No NSFW clips yet? Besides talk that is.


----------



## pmyers (Jan 4, 2001)

Einselen said:


> No NSFW clips yet? Besides talk that is.


not other that Steven streaking and your occasional changing picture. There are some clips of Ollie and April supposedly doing something under the sheets but who knows what they were doing.


----------



## WhiskeyTango (Sep 20, 2006)

Man, even the houseguests have mentioned on more than one occassion that they are a boring bunch for BBAD. Michelle mentioned that if they had some wine in the house, she may get a bit more 'adventurous'. 

No partying, no nudity, no conflict...nothing but a dozen people laying around talking. Praise Tivo for giving us the power of FFWx3.


----------



## marksman (Mar 4, 2002)

MikeekiM said:


> Saturday's BBAD was one of the more interesting I've seen... I loved the whole fake production of the BB late night talk show...
> 
> None of it was on Sunday's ep... I wonder if any of it will show up on Tuesday...


This is the problem with the show these days. The actual produced show spends zero time on the houseguests and what they do with their free time. All of the programmed shows are dedicated to the "events" they plan each week. It kind of sucks, and is one of the things better about some of the foreign shows.

You get a lot more of the houseguests just living and doing things and being stupid.

But now it is Food Comp, Eviction, POV, See the HOH Room and the week is over. They may squeeze in a handful of moments during the week but it is rare.

Stuff with no controversy and just fun like the Talk Show will almost never make the air, as the last few years they don't seem to like to show anything that does not highlight conflict.


----------



## Einselen (Apr 25, 2006)

marksman said:


> Stuff with no controversy and just fun like the Talk Show will almost never make the air, as the last few years they don't seem to like to show anything that does not highlight conflict.


I think that is the difference between American reality TV and Foreign Reality TV. American Reality TV loves to watch all the drama (Springer is the main show I think that started that).

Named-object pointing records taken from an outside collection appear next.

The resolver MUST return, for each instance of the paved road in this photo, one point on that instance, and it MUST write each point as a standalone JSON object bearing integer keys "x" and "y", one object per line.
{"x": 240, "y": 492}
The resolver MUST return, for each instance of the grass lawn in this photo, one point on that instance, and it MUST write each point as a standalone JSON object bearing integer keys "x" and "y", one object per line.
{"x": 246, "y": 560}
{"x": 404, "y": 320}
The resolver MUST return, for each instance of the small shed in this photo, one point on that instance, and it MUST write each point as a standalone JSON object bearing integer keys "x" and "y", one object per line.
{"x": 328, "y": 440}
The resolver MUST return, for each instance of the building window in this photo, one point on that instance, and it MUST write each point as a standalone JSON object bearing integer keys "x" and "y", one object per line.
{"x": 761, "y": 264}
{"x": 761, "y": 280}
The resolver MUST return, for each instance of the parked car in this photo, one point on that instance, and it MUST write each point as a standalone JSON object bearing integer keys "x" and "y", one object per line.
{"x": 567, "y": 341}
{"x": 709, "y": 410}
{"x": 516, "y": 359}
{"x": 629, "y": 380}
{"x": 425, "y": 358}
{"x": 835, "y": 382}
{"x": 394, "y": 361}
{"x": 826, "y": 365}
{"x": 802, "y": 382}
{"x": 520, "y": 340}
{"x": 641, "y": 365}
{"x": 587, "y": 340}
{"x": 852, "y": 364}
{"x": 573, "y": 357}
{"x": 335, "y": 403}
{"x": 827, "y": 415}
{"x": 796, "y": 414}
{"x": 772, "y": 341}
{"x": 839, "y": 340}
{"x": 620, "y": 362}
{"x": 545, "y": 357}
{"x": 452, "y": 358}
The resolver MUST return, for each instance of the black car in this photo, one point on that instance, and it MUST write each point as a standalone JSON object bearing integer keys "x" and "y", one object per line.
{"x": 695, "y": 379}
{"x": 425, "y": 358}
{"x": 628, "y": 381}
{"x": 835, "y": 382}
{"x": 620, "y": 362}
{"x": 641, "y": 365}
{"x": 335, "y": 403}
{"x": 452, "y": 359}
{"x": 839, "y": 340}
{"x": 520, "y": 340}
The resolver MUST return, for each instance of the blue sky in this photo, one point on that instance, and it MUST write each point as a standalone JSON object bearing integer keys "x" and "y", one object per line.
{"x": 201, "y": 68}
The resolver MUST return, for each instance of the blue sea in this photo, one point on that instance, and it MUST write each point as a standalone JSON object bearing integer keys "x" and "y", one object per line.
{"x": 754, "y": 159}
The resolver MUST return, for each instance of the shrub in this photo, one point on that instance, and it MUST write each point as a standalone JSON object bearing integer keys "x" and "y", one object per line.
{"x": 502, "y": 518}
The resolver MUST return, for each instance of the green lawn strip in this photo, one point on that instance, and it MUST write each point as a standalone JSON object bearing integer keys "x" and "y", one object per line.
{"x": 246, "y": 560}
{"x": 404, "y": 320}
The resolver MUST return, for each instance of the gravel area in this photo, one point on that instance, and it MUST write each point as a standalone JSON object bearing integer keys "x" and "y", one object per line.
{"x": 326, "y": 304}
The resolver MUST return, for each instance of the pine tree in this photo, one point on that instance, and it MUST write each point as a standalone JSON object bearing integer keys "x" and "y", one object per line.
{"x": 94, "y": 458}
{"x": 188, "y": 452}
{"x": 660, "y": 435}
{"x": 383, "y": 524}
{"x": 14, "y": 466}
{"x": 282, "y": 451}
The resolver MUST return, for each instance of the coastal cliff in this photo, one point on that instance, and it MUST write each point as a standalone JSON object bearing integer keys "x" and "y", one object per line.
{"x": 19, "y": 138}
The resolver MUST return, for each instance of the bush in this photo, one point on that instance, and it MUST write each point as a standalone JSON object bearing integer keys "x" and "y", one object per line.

Every show produced for American reality TV is drama related (AI we will find out who is kicked off... after the break, the mole has pauses when getting quiz results). Now is it the American people wanting the drama or is it the producers thinking/making the American people want drama?


----------



## mwhip (Jul 22, 2002)

April and Ollie have sex


----------



## mwhip (Jul 22, 2002)

I can't seem to find a direct link to the video but here is Julie Chen and the houseguests as guests on Craig Ferguson

http://forums.jokersupdates.com/ubb...117&page=0&view=expanded&sb=5&o=31&rc=&fpart=


----------



## pmyers (Jan 4, 2001)

mwhip said:


> April and Ollie have sex


lol...I was just coming to post that.


----------



## marksman (Mar 4, 2002)

pmyers said:


> lol...I was just *coming *to post that.


----------



## Ment (Mar 27, 2008)

mwhip said:


> April and Ollie have sex


BB birth-control...


----------



## andyw715 (Jul 31, 2007)

mwhip said:


> April and Ollie have sex


April is a nasty chick....Ollie better see a doc after this.


----------



## pmyers (Jan 4, 2001)

It's not that I'm forgetting to update this thread......there just isn't anything going on in the house worthy enough to post.


----------



## pmyers (Jan 4, 2001)

nope...nothing exciting happened.

About the only thing going on right now seems to be that CBS/Real Media is cracking down on any sites that have clips of the show. Guess that's what happens when you have a slow season.


----------



## mwhip (Jul 22, 2002)

Angie and Jessie are nominated and that is about all that is going on. 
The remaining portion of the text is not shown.